Tuesday, March 17, 2026

'Of the Mind or of Memory or Invention'

What’s to become of the mildly introverted, privacy-loving, non-aligned personality? He has no taste for soapboxing. Perhaps he doesn’t vote and likely has never joined a political party, a church or even a bowling league. He is happiest reading, enjoying the company of family and friends, and pondering (often mistaken for doing nothing). He has no social media presence and is the diametric opposite of an “influencer.” 
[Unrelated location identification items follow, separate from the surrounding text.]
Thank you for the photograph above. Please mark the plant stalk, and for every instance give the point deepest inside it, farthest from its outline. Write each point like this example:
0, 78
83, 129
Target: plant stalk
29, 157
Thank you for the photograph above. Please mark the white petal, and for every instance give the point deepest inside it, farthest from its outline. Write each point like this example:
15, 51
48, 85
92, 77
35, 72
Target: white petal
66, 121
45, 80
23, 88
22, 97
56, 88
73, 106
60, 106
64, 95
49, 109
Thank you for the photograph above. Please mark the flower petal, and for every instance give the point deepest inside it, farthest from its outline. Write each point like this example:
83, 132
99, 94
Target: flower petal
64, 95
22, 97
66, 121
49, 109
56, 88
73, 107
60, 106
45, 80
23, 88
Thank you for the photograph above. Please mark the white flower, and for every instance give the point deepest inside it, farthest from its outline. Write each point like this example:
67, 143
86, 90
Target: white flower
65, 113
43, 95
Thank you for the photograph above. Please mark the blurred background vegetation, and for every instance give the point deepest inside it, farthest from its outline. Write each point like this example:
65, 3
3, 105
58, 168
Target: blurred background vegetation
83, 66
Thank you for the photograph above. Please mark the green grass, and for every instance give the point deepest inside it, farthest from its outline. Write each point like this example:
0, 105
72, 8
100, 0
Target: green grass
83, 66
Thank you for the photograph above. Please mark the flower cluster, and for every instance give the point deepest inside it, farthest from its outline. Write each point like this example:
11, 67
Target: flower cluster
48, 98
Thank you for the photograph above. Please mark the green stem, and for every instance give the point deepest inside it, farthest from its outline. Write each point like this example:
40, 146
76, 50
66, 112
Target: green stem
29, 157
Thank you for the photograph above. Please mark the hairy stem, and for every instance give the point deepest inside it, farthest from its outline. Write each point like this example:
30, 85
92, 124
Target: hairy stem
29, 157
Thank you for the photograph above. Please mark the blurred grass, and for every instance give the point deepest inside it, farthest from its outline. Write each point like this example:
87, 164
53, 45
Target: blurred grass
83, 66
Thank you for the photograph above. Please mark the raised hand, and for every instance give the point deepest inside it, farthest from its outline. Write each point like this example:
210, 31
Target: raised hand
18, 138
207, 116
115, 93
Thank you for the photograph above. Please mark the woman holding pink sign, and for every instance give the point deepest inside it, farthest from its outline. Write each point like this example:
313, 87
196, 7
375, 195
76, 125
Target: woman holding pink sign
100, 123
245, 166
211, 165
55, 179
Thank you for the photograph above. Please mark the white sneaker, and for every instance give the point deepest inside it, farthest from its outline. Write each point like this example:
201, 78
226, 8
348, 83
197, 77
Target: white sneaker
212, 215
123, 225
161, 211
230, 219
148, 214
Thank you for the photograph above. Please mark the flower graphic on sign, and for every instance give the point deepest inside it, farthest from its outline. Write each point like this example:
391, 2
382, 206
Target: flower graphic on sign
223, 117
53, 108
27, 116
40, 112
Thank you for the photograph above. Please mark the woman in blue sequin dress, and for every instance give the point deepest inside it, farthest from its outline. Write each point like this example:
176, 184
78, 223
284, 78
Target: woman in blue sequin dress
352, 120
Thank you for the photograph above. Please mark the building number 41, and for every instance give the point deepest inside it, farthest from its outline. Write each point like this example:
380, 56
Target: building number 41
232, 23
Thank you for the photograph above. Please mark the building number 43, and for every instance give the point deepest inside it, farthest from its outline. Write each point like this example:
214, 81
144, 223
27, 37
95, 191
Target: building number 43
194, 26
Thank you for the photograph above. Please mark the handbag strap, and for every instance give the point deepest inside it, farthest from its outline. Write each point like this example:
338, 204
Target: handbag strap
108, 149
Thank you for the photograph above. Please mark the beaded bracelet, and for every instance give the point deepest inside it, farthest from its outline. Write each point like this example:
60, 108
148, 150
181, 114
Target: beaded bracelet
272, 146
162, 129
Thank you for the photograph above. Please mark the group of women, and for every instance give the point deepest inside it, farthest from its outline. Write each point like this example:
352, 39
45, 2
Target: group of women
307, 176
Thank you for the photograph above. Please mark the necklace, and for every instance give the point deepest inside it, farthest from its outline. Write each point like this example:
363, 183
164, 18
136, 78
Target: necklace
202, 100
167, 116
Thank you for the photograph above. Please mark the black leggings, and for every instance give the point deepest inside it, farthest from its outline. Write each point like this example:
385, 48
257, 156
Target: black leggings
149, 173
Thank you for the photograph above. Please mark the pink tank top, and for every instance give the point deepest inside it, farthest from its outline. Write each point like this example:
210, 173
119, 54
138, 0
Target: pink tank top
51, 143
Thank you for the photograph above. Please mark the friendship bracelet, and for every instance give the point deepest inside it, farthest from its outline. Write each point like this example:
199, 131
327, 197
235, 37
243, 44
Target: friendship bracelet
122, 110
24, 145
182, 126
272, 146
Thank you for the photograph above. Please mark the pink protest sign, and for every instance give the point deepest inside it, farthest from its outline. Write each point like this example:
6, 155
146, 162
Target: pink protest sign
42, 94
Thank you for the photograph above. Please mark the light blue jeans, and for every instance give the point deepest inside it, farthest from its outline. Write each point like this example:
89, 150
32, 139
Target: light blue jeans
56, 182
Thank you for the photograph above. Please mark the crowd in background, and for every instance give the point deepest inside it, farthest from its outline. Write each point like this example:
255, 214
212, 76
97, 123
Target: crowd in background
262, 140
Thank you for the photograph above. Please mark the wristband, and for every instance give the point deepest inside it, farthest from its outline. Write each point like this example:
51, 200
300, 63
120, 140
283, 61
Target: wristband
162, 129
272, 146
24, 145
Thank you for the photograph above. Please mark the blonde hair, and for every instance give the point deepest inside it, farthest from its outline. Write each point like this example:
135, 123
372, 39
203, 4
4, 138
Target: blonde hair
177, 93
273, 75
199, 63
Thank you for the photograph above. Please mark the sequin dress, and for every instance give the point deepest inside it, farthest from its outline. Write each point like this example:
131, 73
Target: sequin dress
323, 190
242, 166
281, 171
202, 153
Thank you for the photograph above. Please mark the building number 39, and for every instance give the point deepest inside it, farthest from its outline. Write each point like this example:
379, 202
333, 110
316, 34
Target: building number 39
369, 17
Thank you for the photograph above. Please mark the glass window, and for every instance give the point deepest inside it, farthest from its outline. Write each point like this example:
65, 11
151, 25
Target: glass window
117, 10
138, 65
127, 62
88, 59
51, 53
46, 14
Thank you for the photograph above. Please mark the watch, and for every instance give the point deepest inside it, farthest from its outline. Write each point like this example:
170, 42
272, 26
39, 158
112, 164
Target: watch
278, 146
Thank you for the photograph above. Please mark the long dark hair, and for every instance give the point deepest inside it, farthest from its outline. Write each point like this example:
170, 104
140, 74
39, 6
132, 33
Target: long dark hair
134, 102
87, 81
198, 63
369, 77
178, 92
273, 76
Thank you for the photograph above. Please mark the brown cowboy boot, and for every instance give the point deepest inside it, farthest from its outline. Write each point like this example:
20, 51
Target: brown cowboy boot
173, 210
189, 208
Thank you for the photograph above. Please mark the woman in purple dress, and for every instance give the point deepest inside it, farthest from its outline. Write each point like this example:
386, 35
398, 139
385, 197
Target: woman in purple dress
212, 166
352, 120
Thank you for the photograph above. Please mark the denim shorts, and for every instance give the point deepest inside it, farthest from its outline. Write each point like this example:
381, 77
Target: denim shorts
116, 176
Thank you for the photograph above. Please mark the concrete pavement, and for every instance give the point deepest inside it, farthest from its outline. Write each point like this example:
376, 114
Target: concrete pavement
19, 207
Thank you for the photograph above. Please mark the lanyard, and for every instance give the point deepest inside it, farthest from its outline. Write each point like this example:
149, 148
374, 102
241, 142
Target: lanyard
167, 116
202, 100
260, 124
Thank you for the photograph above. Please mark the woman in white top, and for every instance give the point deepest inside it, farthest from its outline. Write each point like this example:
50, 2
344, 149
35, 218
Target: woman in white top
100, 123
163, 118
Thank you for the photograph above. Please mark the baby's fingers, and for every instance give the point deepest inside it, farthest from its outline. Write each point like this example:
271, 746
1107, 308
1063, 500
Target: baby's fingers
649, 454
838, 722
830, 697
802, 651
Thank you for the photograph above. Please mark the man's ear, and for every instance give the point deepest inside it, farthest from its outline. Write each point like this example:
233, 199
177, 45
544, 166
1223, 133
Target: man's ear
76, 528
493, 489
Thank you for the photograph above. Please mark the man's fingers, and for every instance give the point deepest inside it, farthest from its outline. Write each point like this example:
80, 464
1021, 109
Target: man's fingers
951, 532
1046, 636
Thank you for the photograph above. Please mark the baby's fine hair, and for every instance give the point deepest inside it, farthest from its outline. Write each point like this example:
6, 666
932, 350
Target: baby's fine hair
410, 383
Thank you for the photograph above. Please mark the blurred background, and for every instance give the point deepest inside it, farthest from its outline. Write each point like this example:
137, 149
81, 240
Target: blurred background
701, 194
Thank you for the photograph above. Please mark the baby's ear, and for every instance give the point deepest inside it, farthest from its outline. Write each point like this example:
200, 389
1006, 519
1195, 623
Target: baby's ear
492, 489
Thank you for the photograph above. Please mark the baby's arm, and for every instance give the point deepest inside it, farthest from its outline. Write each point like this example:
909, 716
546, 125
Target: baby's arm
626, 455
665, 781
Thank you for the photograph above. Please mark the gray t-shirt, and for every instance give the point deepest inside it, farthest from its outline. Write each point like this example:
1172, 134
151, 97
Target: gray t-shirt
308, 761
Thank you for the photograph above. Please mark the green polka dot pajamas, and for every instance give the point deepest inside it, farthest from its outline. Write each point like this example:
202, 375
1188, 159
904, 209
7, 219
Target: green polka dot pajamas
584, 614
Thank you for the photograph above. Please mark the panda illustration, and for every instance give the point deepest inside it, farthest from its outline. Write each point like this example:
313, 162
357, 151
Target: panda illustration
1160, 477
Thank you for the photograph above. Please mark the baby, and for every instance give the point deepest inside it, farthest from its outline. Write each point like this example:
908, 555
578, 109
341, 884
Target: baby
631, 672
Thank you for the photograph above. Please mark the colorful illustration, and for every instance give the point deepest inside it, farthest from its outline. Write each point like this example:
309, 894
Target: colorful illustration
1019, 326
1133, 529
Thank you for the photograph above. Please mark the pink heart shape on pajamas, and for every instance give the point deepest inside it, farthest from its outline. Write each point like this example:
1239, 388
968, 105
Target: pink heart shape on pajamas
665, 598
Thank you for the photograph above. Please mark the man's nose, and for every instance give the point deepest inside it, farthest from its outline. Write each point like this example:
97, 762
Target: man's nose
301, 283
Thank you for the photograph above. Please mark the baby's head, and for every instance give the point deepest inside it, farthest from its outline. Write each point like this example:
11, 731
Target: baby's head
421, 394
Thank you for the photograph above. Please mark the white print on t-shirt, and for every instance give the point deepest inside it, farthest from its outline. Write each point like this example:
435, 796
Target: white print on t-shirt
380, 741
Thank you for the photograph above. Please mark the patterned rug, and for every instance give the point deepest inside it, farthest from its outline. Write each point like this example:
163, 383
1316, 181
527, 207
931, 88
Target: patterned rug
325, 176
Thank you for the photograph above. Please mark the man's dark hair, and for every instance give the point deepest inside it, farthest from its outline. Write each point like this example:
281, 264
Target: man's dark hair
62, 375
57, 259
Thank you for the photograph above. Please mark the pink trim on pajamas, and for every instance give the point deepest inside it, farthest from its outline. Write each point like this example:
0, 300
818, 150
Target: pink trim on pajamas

Such thoughts are prompted by Irwin Edman (1896-1954), a name unknown to me until Sunday when Isaac Waisberg sent me a link to Edman’s book Under Whatever Sky (1951).  Isaac is among the internet’s quiet benefactors and asks for nothing in return. His IWP Books publishes volumes long out of print, including titles by Desmond MacCarthy, Jacques Barzun and John Jay Chapman. Edman was a prolific writer and throughout his adult life taught philosophy at Columbia University. Under What Sky collects the columns or brief essays he wrote for The American Scholar, starting in 1945.

 

Edman takes the title of his volume from George Santayana, whose The Philosophy of Santayana (1936, enlarged 1953) he edited for the Modern Library. Like the Spaniard, Edman seems to have been one of nature’s spectators, happiest when observing, not joining the swelter. In his first column, “All Time, All Existence,” he writes:

 

“‘Under whatever sky I had been born, since it is the same sky, I should have had the same philosophy.’ Nothing could better express than this sentence of Santayana’s the ambition and the illusion of the philosophic mind, the aspiration to survey the scene of nature and of life with such candor and exactness that the prejudices of time, place, and temperament will vanish and that the thoughts one speaks will be the thoughts of Nature herself. I have no such illusion.”

 

Edman tells us he will try to attain “the philosophical ambition to see even contemporary things under the aspect of eternity.” He writes “familiar essays” and usually avoids academic sententiousness. In the column titled “Dial Tone,” he describes the reassurance he feels when hearing a dial tone on the telephone, “a pleasure in the recognition, a sense that all is well.” This he likens to the pleasure he sometimes takes in a book:

 

“I have long cherished the belief that in reading one has a similar experience. In the first page, sometimes in the first paragraph, of a writer whom one has never read before, one is aware, in the tone and cadence of the sentences themselves, that one has the dial tone, or, perhaps, that the connection has been made. There will doubtless be a good deal about the book that will be a disappointment: perhaps the tone will be lost or the connection broken. But what a thrill it is to come upon it, if for the moment only.”

 

In the final column, “Conclusion,” Edman refers to his essays as “meditations, these incidental causeries” [OED: “an informal piece of writing, typically humorous and published as a short essay or newspaper column”]. That’s about right. A column written by an academic philosopher today would likely be pretentious, jargon-ridden, vogueish, preoccupied with politics and unreadable by a person outside a university. Edman fashions himself an Everyman, a sort of mid-twentieth-century Montaigne with a hint of Santayana. In “Conclusion,” Edman speculates about the world in 1994 and reveals himself as something of a prophet:   

 

“We are by all the signs moving into an era of standardization, of suffocating order, not altogether caused by external threats of tyranny. Soon play of mind and freedom of imagination may be completely suspect. . . . and tolerance may come to be the sign not of a just but of an empty mind. Only such literary works may be permitted as teach a wholesome doctrine, such as equality or justice, dogmatically defined by government edict. Only such treatises may be permitted as communicate facts it is considered urgent and timely to know. The reflective essay may be forbidden by public opinion if not by law. The merely playful exercises of the mind or of memory or invention may be regarded as truancy from rational behavior. The book that is merely harmless may be judged by that time the most harmful of all.”